Near the church is a Grade II listed mausoleum designed and erected by Sara Losh in 1850 in memory of her sister Katharine (1787–1817). Plans to restore this chapel of rest were announced in 2012. It contains a white marble statue of Katherine Losh, carved by a local sculptor, David Dunbar (1793–1866). Next to it is a Grade II listed reconstruction of the Saxon Bewcastle Cross, erected by Sara Losh around 1835, possibly in memory of her parents, John and Isabella Losh, but with an inscription apparently referring to the recent loss of her sister. Also by Sara Losh is the Grade II listed sexton's cottage.

==Governance==
Wreay forms part of the civil parish of St Cuthbert Without. There are two tiers of local government, at civil parish and unitary authority level: St Cuthbert Without Parish Council and Cumberland Council. Wreay is in the parliamentary constituency of Penrith and Solway.

===Administrative history===
Wreay was historically a township and chapelry in the ancient parish of Carlisle St Mary (which had its parish church at Carlisle Cathedral). The township took on civil functions under the poor laws from the 17th century onwards. As such, Wreay also became a civil parish in 1866, when the legal definition of 'parish' was changed to be the areas used for administering the poor laws.

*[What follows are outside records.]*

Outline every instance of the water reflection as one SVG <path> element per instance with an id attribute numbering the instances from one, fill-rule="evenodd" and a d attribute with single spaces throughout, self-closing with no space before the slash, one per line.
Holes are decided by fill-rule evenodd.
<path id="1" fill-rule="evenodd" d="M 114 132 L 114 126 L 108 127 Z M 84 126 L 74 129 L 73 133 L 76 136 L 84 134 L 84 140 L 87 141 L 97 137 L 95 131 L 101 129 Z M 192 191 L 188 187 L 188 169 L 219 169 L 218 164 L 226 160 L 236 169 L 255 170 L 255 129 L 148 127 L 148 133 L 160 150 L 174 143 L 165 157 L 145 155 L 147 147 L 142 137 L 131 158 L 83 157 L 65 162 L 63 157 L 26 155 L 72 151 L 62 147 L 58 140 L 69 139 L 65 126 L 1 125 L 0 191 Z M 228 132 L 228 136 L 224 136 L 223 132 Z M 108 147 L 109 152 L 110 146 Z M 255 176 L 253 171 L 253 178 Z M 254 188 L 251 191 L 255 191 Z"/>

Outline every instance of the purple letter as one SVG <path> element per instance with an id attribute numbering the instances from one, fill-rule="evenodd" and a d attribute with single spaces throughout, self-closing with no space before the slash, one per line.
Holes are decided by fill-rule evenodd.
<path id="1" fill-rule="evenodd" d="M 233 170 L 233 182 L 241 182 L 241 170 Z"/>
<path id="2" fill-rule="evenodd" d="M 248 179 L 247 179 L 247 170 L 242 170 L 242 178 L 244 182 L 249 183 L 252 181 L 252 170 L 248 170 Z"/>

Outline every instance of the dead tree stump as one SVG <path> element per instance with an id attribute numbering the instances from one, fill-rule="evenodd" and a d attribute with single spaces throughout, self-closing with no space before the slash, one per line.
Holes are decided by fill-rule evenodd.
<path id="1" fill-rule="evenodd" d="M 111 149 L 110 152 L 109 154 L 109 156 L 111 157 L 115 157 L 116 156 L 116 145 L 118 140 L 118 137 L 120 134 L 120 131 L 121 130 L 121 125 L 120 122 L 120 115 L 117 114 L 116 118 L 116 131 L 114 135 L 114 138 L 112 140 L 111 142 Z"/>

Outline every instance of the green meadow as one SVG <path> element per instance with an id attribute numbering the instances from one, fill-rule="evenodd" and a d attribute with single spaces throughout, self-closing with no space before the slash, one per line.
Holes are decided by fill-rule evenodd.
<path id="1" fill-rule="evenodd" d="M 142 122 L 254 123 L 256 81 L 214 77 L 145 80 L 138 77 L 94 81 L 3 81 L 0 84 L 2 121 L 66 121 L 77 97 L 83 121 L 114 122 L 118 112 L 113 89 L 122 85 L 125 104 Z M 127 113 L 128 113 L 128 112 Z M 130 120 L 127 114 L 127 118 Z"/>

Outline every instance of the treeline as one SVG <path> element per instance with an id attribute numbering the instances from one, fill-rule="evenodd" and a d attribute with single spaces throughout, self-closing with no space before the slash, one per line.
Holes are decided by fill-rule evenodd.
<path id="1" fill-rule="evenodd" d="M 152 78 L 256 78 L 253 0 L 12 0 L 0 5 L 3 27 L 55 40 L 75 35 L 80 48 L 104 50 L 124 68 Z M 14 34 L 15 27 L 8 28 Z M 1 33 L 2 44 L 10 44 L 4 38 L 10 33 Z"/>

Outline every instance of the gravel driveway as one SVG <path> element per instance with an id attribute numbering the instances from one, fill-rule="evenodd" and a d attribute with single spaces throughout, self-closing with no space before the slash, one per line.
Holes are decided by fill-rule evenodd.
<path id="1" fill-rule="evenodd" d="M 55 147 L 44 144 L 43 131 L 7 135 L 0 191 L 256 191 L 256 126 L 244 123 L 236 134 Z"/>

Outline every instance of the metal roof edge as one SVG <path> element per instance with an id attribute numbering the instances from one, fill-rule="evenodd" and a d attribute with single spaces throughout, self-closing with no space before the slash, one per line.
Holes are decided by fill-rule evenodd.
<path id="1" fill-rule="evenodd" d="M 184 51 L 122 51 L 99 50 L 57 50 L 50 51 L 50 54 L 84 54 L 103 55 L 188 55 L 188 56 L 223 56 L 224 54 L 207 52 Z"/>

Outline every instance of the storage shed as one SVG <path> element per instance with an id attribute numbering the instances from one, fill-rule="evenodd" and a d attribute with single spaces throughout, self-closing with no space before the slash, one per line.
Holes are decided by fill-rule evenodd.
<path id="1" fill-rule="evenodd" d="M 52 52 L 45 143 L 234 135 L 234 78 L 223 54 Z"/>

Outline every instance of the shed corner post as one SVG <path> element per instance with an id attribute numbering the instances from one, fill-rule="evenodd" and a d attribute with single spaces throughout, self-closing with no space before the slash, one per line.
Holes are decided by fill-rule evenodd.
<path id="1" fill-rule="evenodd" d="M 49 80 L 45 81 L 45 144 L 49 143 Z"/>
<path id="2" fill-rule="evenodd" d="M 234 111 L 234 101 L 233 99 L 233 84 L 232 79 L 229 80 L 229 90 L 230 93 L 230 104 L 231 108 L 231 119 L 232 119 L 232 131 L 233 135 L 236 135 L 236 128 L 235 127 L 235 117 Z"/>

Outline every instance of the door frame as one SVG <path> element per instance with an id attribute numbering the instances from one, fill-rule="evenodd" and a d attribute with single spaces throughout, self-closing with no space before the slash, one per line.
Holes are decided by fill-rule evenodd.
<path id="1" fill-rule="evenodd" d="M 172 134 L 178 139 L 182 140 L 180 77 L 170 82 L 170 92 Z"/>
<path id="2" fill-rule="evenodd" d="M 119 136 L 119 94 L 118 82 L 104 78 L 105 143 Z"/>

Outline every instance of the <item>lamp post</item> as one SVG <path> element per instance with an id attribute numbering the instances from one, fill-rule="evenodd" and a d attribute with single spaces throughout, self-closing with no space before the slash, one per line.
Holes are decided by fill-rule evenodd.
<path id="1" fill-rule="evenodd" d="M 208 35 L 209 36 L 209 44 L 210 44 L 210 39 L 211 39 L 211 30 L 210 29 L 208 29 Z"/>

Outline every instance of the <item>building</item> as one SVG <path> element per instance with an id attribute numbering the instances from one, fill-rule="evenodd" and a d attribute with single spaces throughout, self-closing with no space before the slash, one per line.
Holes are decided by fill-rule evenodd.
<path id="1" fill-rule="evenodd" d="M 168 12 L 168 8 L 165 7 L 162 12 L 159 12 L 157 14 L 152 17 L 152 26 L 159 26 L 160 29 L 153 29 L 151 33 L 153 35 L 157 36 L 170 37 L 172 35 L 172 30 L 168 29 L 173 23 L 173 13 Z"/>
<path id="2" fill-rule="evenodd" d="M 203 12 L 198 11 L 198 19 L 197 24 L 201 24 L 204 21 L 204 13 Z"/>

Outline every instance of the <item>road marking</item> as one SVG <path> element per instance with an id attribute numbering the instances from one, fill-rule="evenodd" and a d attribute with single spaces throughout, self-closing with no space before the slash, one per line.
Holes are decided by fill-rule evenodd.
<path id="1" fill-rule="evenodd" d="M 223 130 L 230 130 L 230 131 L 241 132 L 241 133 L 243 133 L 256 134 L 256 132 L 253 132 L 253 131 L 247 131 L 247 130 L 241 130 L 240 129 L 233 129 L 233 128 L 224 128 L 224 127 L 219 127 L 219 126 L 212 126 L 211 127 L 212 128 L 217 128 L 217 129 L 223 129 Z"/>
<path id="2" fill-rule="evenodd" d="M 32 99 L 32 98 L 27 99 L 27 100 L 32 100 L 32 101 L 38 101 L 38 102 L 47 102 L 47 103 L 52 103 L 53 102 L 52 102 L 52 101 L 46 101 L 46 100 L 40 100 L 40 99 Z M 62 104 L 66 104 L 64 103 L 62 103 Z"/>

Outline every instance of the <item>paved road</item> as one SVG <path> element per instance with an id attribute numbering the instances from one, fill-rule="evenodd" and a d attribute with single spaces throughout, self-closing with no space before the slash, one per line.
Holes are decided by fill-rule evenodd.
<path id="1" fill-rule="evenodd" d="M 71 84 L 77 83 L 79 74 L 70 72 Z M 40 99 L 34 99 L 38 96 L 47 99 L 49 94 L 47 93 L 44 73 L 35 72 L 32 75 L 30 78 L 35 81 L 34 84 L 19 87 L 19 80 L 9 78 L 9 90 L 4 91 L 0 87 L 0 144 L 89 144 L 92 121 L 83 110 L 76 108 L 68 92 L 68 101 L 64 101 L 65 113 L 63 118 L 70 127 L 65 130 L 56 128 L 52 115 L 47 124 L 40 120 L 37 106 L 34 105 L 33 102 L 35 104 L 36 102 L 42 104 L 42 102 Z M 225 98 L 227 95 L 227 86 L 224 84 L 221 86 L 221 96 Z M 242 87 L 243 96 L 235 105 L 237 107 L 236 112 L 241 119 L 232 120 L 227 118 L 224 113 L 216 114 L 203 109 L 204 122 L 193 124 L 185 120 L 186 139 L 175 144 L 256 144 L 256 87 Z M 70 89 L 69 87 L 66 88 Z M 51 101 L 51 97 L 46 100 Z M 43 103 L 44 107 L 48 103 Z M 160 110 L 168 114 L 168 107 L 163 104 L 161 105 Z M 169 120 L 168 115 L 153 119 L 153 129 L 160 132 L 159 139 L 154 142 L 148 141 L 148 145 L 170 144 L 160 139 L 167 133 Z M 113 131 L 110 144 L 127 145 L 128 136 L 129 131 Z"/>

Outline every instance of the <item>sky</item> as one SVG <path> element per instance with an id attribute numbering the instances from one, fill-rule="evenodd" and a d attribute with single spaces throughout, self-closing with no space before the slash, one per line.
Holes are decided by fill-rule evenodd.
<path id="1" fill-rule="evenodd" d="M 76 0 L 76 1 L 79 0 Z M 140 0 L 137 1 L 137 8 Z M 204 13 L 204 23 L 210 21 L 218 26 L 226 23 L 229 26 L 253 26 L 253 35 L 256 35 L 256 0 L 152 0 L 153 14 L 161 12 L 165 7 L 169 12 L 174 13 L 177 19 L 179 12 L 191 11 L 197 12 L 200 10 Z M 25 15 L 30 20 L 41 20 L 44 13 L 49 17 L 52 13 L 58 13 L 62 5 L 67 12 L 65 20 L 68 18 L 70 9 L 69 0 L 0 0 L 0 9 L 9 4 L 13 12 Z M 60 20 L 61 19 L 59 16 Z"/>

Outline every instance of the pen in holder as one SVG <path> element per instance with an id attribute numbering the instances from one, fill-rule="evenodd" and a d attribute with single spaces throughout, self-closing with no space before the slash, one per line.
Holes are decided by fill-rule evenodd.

The civil parish of Wreay was abolished in 1934, with the area being absorbed into the neighbouring parish of St Cuthbert Without. At the 1931 census (the last before its abolition) the parish had a population of 131.

Between 1974 and 2023, St Cuthbert Without formed part of the Carlisle district. Since 2023 it has been administered as part of the Cumberland unitary authority area.

==Facilities==
The village primary school has around 100 pupils, and is rated Outstanding by Ofsted.

The village has an equestrian centre.

Wreay railway station, on what became the West Coast Main Line, opened in 1843 but closed in 1953.